In a study published in the journal Cell Reports, conducted by Hebrew University graduate student Avi Maimon under the supervision of Dr. Rotem Karni of the Institute for Medical Research Israel-Canada at the Hebrew University of Jerusalem's Faculty of Medicine, researchers found that breast, lung and colon cancer cells change the structure of an enzyme called Mnk2, which is involved in the transmission of information from the environment/body into the cell.
The researchers showed that the enzyme Mnk2 has two forms: a “normal” form that inhibits cancer, and a form that promotes cancer development. Dr. Karni's team further showed that cancer cells change the structure of the Mnk2, so that they eliminate the form that inhibits cancer and elevate the form that induces it, thus allowing the cancer cells to survive and grow faster. In addition, the researchers found that the anti-cancer form of the enzyme activates a suicide program in normal cells under stress conditions.
To counter this process, Dr. Karni and his colleagues developed molecules that can convert the cancerous form of the Mnk2 enzyme back into its normal form, so that they become sensitive to stress and to absorbing anti-cancer drugs.

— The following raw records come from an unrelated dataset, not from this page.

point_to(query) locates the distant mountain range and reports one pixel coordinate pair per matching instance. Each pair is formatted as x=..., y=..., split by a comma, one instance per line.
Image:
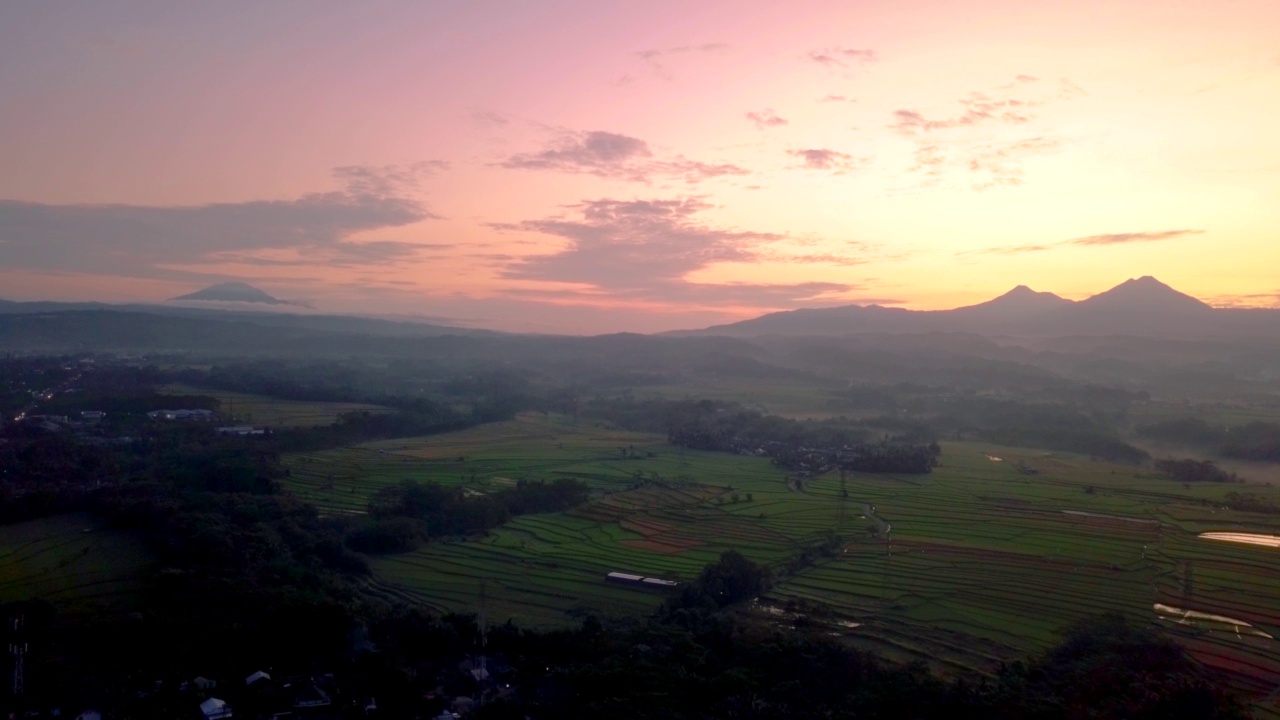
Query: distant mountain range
x=1142, y=306
x=232, y=292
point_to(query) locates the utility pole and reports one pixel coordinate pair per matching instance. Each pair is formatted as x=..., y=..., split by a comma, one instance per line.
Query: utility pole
x=18, y=650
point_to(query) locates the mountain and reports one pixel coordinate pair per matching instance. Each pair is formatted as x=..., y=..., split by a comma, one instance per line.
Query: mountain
x=1147, y=294
x=1019, y=304
x=232, y=292
x=1018, y=301
x=1142, y=306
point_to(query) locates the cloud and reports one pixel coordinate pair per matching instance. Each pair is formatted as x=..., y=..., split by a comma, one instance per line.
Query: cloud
x=1093, y=240
x=766, y=118
x=643, y=250
x=384, y=181
x=1123, y=237
x=824, y=159
x=841, y=57
x=999, y=164
x=1267, y=300
x=978, y=109
x=618, y=156
x=959, y=142
x=146, y=241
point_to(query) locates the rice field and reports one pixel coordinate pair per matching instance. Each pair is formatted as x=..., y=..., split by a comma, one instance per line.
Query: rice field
x=982, y=561
x=273, y=411
x=73, y=561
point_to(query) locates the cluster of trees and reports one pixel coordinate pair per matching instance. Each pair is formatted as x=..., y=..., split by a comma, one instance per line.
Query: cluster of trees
x=885, y=458
x=703, y=665
x=813, y=446
x=1196, y=472
x=1252, y=441
x=1048, y=425
x=403, y=516
x=730, y=580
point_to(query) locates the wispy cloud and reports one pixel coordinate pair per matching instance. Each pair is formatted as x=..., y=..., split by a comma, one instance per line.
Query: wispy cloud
x=841, y=57
x=959, y=141
x=1269, y=300
x=1123, y=237
x=146, y=241
x=618, y=156
x=766, y=118
x=1093, y=240
x=645, y=249
x=826, y=159
x=978, y=109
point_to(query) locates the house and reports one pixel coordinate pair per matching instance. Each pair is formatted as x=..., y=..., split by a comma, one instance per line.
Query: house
x=624, y=578
x=214, y=709
x=658, y=583
x=181, y=414
x=241, y=431
x=311, y=696
x=204, y=684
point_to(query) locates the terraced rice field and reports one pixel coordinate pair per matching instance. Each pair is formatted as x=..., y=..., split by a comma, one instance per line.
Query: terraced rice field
x=658, y=510
x=984, y=563
x=272, y=411
x=72, y=561
x=981, y=561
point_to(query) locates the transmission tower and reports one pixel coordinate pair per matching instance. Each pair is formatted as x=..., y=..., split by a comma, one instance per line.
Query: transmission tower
x=842, y=513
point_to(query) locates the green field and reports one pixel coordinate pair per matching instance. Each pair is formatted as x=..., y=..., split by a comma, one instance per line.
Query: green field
x=273, y=411
x=982, y=561
x=73, y=561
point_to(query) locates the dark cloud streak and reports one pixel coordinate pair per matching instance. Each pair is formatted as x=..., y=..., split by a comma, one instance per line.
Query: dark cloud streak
x=617, y=156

"The mechanism we discovered explains how cancer cells eliminate the anti-cancer form of Mnk2 without changing their DNA, and how they become resistant to anti-cancer treatments — a problem which exists for almost every cancer treatment today," says Dr. Karni. "The new molecules we developed in order to change the structure of the Mnk2 enzyme back to its normal form will enable re-sensitizing cancer cells into anti-cancer therapies," he says.
This research could lead to development of a new biomarker for testing the sensitivity of a patient to specific drugs. According to Dr. Karni, the possibility of examining whether a patient will benefit from a specific drug treatment before the treatment starts is of primary medical interest. His research group is now developing a diagnostic test for the marker they found.
More importantly, the molecules developed by Dr. Karni that change the cancerous form of Mnk2 into the normal form will make it possible to overcome the drug-resistance of cancer cells, making them instead sensitive and responsive to various anti-cancer treatments. Further laboratory work on this aspect is also continuing.
These finding were recently submitted as patent applications by Yissum, the technology transfer company of the Hebrew University.